US outperformance over the last decade
The total US stock market has done spectacularly well over the last decade, growing at a compound annual growth rate (CAGR) of 13.82% per annum. $100,000 would have turned into $385,000.
Meanwhile, Ex-US markets have returned only a CAGR of just 3.22%.
Obviously the US is the place to invest!
Well, not quite.
The previous decade, ex-US equities did better than US equities. In fact, it seems to interweave up and down over different periods:
The previous decade (2000-2010) was much worse than Australians realise because not only did US stocks return nothing (-0.20% annualised) when measured in USD, but during that period, the AUD vs USD went from a $0.50 USD to over $1 USD, which means that US stocks returned a loss of almost 4.5% annually when measured in AUD over this time period (which is the way Australian investors will measure their returns).
Here’s a 2-decade long period just a few decades ago where the US significantly underperformed the rest of the world.
The second image below shows another view of the same thing — note the 1970-1990 period matching up with the first image, where US equities went from about 70% of the global market capitalisation down to about 35% of global market capitalisation.

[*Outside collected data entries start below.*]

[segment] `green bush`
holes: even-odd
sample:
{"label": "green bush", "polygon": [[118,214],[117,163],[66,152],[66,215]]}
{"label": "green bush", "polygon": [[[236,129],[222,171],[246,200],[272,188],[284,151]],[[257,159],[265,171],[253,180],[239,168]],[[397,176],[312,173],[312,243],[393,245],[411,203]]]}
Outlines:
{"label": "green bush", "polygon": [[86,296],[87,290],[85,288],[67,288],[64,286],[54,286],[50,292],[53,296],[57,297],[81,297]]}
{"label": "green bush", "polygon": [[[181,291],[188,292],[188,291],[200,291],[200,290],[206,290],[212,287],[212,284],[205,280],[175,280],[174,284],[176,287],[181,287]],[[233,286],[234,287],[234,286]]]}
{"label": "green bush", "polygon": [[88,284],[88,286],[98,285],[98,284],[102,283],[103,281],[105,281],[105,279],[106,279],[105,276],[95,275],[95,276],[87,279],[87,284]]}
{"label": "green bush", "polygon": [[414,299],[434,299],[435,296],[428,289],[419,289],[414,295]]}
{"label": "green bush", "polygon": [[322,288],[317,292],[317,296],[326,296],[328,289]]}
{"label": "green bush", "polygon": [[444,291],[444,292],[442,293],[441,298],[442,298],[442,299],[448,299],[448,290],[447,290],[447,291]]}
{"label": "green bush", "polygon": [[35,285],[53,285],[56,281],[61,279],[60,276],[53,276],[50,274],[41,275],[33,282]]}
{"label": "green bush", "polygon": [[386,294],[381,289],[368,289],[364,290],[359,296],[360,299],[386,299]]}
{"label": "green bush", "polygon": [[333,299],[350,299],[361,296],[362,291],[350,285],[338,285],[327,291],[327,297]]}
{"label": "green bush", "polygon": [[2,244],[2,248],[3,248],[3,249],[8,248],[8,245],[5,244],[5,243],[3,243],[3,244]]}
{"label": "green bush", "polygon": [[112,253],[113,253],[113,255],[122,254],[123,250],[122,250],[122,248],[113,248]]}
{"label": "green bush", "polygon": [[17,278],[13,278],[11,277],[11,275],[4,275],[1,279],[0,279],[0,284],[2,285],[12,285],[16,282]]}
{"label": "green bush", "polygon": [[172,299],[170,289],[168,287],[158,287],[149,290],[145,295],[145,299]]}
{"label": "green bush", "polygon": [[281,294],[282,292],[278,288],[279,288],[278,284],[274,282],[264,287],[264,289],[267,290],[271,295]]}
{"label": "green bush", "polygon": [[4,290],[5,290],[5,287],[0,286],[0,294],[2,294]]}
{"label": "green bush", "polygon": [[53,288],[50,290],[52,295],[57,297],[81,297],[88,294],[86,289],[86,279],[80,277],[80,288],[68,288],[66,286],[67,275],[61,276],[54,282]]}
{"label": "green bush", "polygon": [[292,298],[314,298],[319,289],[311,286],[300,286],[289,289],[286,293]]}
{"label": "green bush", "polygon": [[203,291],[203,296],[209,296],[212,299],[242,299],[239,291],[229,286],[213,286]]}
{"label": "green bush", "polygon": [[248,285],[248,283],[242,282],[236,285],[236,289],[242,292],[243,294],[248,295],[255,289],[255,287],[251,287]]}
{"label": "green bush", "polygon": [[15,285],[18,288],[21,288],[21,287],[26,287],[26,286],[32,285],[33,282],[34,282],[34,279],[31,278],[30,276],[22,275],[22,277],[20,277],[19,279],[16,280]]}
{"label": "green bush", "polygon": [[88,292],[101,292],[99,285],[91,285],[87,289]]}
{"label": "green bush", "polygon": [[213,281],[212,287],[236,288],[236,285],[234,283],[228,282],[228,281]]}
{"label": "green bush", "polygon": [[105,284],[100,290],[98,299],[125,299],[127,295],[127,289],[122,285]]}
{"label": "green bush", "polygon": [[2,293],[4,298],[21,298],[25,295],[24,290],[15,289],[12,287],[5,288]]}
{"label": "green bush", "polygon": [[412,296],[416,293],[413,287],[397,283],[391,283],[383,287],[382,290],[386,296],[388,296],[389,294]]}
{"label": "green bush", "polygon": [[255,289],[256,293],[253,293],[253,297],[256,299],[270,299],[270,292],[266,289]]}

Market timing seems to make a fool out of most of us.
Level 1 investors buy what has been moving up, only to find the market reverts to its mean.

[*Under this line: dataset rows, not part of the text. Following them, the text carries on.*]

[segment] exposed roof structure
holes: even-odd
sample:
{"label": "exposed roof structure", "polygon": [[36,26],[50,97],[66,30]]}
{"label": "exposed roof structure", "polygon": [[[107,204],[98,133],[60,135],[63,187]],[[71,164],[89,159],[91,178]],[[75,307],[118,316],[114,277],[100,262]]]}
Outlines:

Level 2 investors try to outsmart the market by buying what has lagged, only to find the market continues along its run for longer than you ever thought possible.
Level 3 investors realise that nobody knows anything, and they just buy the whole lot and stop trying to outsmart the market. At least they are guaranteed not to be made a fool of by the market and instead can get the market return and not less.
US outperformance over the long term
What about over the long term?
Here is an article that shows market cap by country pictorially from 1899 to today. Let’s say you went back to where the US was much lower, and the UK was much higher. You would have looked at the very long history and said that the UK has done well in the “long term”, so you will own more of those above their market priced cap weight, but the US has not done so well, so you will leave those at a lower proportion than their cap weighting. The result would not have been pretty.
And while the US currently makes up over half the world by stock market value, Japan made up 45% of the global stock market in 1989 and subsequently lost most of that value and hasn’t recovered over 3 decades later.
People have all sorts of reasons for overweighting or underweighting different markets. A market could have overperformed, leading them to want to overweight or underweight it (based on being level 1 or level 2 investors above). Or they may have read how emerging markets have a lot of potential as incredible numbers of people are moving from poverty into the middle class every day and want to invest more there. Or they may have seen how this has not helped over the past decade and think they will somehow know when it will turn around.
All of this is conjecture based on nothing more than arrogance. Nobody can predict the future.
When you finally reach level 3 and understand that nobody knows nothin’, every time someone tells you why you should invest more or less in a specific market, you can learn to just tune it out and ignore them and be happy with your globally diversified index funds.
But [some person/webpage/book] says to use a low-cost ETFs that tracks the US economy
From an American perspective, this is reasonable.
The US market holds no currency risk for them, unlike for us. It is also so diverse that they can invest only on that and should be ok, just likely sub-optimally — this paper by Vanguard shows that a ratio of around 70/30 US/ex-US has given better risk-adjusted returns.
Contrast that with Australians, and you have currency risk with both US and ex-US markets. So along with the reduced diversification, there isn’t any reason for a preference for US over a global stock portfolio.
But in a US market crash, the whole world crashes, so diversification outside the US doesn’t help
Over short periods during a crash, yes, the whole world crashes with the US, so in that sense, diversification may not provide a benefit, but over more extended periods, stock markets tend to correlate more closely to the economy of the country, and for some periods the US outperforms, and some periods other countries outperform the US, and it is during these longer stretches where diversification helps. You just need to avoid focusing narrowly on one part of the economic cycle to see it.
This is why the often-cited argument that there has been an increase in the correlation of global stocks over time is misleading — because while the global stock market tends to move up and down in the same direction, correlation ignores the differences in magnitude between different markets over time.